Zwar betonte sie, vor ihrer Ankunft am Sonntagnachmittag den Namen der Stadt Eschweiler noch niemals gehört zu haben, der Vehemenz, Brillanz sowie dem Klang ihrer gewaltigen Stimme tat dies jedoch nicht den geringsten Abbruch. So versprach sie voller Inbrunst „I will bless the Lord“, verkündete „Good news“ und unterstrich mit „God is amazing“ unmissverständlich ihre Beziehung zum Herrn. Beim „Worshipmedley“ zeigten sich dann drei Workshopteilnehmerinnen mutig, indem sie gekonnt Soli anstimmten.

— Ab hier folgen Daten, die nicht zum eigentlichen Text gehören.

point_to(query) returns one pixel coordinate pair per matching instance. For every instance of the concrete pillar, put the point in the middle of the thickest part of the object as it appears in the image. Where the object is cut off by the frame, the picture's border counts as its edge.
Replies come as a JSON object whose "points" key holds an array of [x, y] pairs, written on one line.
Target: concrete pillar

Anschließend gehörte für einige Minuten die Bühne des Gemeindezentrums alleine Dorrey Lin Lyles, die mit „The Lords prayer“ das „Vater unser“ bewegend gesanglich vorbetete und ihr Publikum in eine ganz außergewöhnliche Stimmung versetzte. Auch mit „Total praise“ bewies die US-Amerikanerin noch einmal ihre Stimmqualität eindrucksvoll.

Während der Schlussphase des Konzerts unterstützte dann ein weiteres Mal der Chor mit „Alright“ die Profi-Sängerin, bevor sich der „Gospel train“ mit allen Workshopteilnehmern quer durch das Gemeindezentrum in Bewegung setzte und dem begeisterten Publikum einen großartigen Schlusspunkt dreier arbeits- und erlebnisreicher Tage bot.